What seems to be happening here is that whereas the cat’s abilities of locomotion and balance (which are substantially better than ours) evolved over a very long period of time, becoming “hard wired” in the cerebellum, our movements as bipeds evolved much later, after the cerebral cortex had already evolved to be quite large. Consequently, for humans the process of learning to walk and to balance involves a lot of participation of the more general kind of unsupervised learning that goes on in our cerebrum.

Practically this means two things. First the bad news: We will never be able to run and jump as well as cats, no matter how hard we try, and no matter how long we train and practice. Now the good news: We humans are capable of learning varied ways to move our bodies that are far outside the capabilities of the feline brain. People regularly learn intricate sports moves, exotic dances, techniques for playing musical instruments, and other physical skills that lie completely outside any particular movement that might have been “wired” into the evolving prehistoric human brain. In effect, we don’t get to be the ultimate specialists precisely because we get to be the ultimate generalists.

Which brings us back to sex.

My theory is that the human brain responds to sexuality in much the same way that it responds to the need to walk and reach and balance.

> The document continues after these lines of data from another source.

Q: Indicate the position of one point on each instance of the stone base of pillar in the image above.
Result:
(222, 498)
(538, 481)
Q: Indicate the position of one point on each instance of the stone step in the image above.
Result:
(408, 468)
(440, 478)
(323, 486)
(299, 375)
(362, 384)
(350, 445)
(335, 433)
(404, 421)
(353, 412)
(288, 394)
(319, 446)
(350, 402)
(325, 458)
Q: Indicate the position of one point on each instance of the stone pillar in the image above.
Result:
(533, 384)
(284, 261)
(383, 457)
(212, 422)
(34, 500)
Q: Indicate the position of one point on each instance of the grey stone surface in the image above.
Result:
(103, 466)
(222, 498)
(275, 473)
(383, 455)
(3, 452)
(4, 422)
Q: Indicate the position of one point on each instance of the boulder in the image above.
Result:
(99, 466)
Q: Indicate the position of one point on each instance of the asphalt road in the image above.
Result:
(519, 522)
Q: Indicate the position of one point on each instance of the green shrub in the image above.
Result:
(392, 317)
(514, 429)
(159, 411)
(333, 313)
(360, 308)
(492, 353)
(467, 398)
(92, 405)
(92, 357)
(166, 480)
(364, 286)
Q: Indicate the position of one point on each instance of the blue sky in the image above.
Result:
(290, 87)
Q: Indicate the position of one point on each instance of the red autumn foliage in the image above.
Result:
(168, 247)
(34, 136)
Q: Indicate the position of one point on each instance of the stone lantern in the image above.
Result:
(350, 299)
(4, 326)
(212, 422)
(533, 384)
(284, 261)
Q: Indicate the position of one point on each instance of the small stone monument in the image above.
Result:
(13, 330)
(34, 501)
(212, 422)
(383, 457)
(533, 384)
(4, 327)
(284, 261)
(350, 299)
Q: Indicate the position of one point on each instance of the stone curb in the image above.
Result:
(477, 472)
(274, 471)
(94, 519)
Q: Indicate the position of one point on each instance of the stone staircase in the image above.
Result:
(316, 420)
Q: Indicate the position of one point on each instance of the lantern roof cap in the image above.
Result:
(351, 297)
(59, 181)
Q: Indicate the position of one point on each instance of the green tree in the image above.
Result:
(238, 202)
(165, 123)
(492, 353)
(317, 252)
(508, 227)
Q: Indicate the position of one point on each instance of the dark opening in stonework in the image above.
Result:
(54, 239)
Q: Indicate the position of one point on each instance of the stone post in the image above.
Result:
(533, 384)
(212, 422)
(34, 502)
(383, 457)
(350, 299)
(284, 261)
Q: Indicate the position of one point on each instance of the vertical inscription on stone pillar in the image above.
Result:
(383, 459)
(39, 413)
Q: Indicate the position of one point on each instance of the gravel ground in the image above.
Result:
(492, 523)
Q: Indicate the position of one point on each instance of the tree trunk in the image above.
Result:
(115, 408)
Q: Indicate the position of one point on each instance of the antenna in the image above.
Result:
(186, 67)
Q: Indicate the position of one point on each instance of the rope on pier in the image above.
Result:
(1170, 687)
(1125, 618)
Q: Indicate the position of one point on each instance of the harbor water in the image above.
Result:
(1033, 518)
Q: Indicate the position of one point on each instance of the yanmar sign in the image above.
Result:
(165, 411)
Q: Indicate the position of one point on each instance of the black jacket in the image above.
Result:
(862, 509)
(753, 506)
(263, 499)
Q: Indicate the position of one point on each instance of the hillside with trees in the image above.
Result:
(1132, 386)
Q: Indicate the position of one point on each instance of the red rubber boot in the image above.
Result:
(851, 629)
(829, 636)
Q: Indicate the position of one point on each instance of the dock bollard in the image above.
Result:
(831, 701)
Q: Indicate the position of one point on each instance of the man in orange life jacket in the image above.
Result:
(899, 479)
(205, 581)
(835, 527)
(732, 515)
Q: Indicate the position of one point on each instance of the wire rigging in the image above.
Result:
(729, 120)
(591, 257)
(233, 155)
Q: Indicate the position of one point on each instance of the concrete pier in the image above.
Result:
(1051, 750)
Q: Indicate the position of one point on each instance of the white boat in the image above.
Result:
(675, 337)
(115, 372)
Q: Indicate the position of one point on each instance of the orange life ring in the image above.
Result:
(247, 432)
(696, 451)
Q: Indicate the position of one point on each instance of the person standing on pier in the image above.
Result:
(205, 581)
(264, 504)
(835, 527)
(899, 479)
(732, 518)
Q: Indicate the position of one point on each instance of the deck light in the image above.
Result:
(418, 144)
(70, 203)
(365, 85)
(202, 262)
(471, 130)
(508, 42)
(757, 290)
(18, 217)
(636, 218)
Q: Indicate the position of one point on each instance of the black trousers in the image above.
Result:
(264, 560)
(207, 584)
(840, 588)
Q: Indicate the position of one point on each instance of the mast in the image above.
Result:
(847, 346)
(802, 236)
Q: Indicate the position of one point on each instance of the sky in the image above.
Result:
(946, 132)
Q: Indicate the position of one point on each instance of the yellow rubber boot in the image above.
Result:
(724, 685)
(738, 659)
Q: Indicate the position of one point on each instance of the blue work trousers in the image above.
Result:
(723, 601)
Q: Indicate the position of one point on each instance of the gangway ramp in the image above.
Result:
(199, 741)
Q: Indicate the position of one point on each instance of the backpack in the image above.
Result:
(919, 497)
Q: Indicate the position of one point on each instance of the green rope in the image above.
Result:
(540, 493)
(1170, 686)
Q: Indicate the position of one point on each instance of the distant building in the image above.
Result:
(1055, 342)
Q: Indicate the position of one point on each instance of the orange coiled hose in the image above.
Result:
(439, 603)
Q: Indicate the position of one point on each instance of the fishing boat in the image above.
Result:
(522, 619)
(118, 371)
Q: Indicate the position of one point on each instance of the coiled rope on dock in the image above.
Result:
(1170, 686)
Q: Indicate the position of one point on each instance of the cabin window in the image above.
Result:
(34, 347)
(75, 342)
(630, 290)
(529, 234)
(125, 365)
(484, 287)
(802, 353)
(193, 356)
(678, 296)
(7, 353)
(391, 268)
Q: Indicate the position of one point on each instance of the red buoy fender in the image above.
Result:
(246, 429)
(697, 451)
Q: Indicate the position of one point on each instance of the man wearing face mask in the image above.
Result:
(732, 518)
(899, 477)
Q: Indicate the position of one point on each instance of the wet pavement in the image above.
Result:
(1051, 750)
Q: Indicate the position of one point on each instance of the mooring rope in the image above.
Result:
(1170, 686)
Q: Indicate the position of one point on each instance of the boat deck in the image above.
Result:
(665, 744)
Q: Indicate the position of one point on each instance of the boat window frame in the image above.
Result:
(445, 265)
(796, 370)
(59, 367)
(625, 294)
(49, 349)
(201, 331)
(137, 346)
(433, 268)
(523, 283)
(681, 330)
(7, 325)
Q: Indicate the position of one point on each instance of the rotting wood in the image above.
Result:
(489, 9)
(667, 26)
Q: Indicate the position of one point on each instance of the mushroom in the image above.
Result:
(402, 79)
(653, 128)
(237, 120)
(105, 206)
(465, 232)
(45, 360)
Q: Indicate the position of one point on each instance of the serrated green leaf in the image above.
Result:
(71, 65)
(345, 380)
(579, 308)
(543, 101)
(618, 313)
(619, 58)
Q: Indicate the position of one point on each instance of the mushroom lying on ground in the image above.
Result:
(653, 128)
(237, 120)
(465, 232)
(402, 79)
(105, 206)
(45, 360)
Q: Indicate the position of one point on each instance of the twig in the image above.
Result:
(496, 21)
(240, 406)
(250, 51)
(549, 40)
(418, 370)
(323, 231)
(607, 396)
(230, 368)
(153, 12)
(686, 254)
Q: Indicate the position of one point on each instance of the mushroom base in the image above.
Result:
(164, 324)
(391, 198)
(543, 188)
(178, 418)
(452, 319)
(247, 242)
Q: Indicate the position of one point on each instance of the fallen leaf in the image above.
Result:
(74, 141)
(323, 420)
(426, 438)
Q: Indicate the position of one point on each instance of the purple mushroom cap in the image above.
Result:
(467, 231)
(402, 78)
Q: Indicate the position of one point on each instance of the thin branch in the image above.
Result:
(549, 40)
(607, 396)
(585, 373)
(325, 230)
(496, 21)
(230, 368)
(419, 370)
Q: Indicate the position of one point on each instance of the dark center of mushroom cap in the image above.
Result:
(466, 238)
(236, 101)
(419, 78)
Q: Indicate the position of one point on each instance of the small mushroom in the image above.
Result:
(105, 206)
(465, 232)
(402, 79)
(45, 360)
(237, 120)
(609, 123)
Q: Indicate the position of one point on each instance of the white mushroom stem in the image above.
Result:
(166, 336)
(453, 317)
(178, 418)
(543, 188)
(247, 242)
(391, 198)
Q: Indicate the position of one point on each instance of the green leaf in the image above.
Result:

Rather than react to sexual desire by going through a predefined sequence of behaviors, every individual human learner makes use of that powerful engine for unsupervised learning – the cerebrum. Each one of us develops, with the help of the very highest level of our brain, a highly individual set of responses and coping strategies for dealing with this powerful emotion.

Which, arguably, tends to make certain aspects of life a lot more interesting for humans than it is for cats.

2 thoughts on “People are not cats”

  1. … and also explains a lot of disgraceful behaviour 😉

    Thanks for the post, it was a good read!